The View co-host then goes on to say that, while she doesn’t think “there's any rational American right now that doesn’t think we need to take a cold, hard look at reforming our police,” she needs to know “Are you for defunding the police?”
“How are you defining ‘defund the police?’,” Harris questioned, to which McCain gave a flustered response: “Well, I’m not for anything remotely for that. I assume, and again, this is something that is new to me, I assume it’s removing police.”
After Harris repeatedly explained the benefit of cutting police budgets as a form of defunding the police, Sunny Hostin chimed in, saying, “Just to add to the conversation, defunding the police doesn’t mean abolishing the police. It means taking some of those funds that are typically one-third of the budget of a city and giving some of those funds to services like education and mental health resources.”
It's clear that McCain, like many who oppose the movement to defund the police, is unaware of the implications behind it. Still, conversations around police abolition have become more and more mainstream after weeks of protests fueled from George Floyd’s death continue to span the country.
But the movement to defund is not an avoidable one, and it's one that McCain — and many others who seem concerned about the implications of abolotion — will have to grapple with in the coming weeks, as national police budgets see major slashes.
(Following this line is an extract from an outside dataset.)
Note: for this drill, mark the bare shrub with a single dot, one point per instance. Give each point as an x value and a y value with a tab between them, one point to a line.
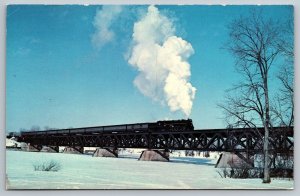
47	166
In Los Angeles, Mayor Eric Garcetti proposed to direct $250 million towards the Black community, some of which would come from the LAPD; the Minneapolis City Council members who voted to abolish the city’s police department plan to see a complete change in safety systems. And other cities will grapple with the same.
While many continue to debate police reform versus defunding, it looks as though McCain is in for an education on dismantling this country's police systems.